Only use part of the network as a new model for the other task

fyjl · March 14, 2018, 8:58am

There are two separate tasks:

an auto-encoder for reconstruction
an encoder for regression

For the second task, I would like to use the code layer of the first task as my target, after the first model is trained; and the second model would be identical to the encoder part of the auto-encoder, instead of using a literally separate model.

That is, when training the second model:

# setting model1 = autoencoder(encoder_only=False) during task1 training
model1 = torch.load("path/to/trained/autoencoder") # After task1 training, load the trained auto-encoder
model1.eval()
model1.encode_only = True # set the flag to be True to make forward return the code layer output
model1_output = model1(input1)

# task2 training
model2 = autoencoder(encoder_only=True) # instantiate the second model whose forward return the code layer output
model2_output = model2(input2)
loss2 = loss(model2_output, model1_output)
loss2.backward()
optimizer2.step()

The encode_only flag tells the forward function to either just return the code layer output or the reconstructed input. It doesn’t change network architecture at all.

My question is, will loss2.step() update the rest of the unintended network of model2 (the decoder part of the model1), or the loss2 only backprop through the network prior to the model2_output (the intended, encoder part of model1)?

richard · March 14, 2018, 2:56pm

What is loss2.step()? Do you mean stepping with an optimizer?

To prevent gradient computation for model1’s parameters, you can detach model1_output from your computation graph:

loss2 = loss(model2_output, model1_output.detach())

fyjl · March 14, 2018, 3:50pm

Yes you are right, that was a typo.

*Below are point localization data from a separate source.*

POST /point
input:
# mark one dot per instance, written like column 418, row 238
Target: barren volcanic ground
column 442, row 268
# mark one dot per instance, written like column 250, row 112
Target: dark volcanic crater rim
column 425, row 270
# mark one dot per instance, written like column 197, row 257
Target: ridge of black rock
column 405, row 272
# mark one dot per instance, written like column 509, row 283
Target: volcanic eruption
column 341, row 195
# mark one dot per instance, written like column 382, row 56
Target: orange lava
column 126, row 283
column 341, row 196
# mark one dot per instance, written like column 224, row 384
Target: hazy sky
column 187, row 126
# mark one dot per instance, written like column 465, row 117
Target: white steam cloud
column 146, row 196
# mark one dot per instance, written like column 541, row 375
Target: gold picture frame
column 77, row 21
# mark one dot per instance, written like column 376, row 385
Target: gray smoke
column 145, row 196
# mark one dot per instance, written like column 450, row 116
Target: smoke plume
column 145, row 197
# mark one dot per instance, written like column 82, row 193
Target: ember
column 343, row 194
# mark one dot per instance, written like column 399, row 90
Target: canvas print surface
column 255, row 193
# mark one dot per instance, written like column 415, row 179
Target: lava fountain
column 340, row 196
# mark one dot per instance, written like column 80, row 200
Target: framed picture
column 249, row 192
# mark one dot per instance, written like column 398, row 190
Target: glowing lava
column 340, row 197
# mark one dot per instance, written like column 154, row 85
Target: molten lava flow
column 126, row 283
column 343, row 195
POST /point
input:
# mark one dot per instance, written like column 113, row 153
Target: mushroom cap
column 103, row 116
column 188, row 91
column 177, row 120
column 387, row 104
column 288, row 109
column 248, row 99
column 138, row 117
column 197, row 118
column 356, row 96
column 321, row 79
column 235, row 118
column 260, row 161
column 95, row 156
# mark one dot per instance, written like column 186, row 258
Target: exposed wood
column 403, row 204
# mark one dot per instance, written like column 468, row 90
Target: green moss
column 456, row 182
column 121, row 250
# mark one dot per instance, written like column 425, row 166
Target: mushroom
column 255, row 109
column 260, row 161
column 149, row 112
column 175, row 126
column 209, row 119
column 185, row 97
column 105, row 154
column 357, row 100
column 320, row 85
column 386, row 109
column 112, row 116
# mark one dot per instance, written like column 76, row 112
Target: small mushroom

I’ve edited the OP.

I apology if not clear; what I mean is that though model2 is identical to model1, I only care about its weights of the encoder part, and I use the output of the encoder part for loss computation. My question is do loss2.backward() propagate to the whole network (encoder + decoder) of model2, or only the partial network of interest which is the encoder part? Likewise, do optimizer2.step() update weights for the whole network or only the encoder?

I added model1.eval() to the snippet, which I believe avoids gradient computation for model1, and detach() is not necessary. Correct me if wrong, please.

richard · March 14, 2018, 4:28pm

Where is the decoder? If you don’t use the decoder in model2 to create output2 or for the creation of input2, loss2.backward() has no way of finding the decoder and updating any gradients.

optimizer2.step() will update weights for whatever Parameters you passed into the optimizer construction. If those Parameters had 0 or None gradients, then those weights will not be updated.

I don’t think .eval() guarantees gradient computation is avoided. It depends on how model1 is written.

fyjl · March 14, 2018, 4:54pm

Thanks for your reply.

Though optimizer2 is constructed with parameters of model2, which includes an encoder and a decoder, loss2 is computed with forward pass of input1 and input2 with encode_only, which are respectively model1_output and model2_output; decoder is not involved in the forward pass.

So yes, neither model1_output and model2_output are created by the decoder. The decoder was only involved in training model1 (i.e., task1, but I am focusing on task2 in this post).

Therefore, what happens is as you said: "loss2.backward() has no way of finding the decoder and updating any gradients", thereby optimizer2.step() doesn’t update the weights of the decoder, correct?

I will play around .eval() and detach(). If you are correct, loss2.backward() and optimizer2.step() will update the gradients and weights of the encoder in the loaded, trained model1, which is not desired.

richard · March 14, 2018, 4:56pm

Yes in that case if model2_output does not depend on the decoder then the decoder weights will not have gradients (after loss2.backward()) and as a result optimizer2.step() will not update the weights of the decoder (due to the gradients being either 0 or None).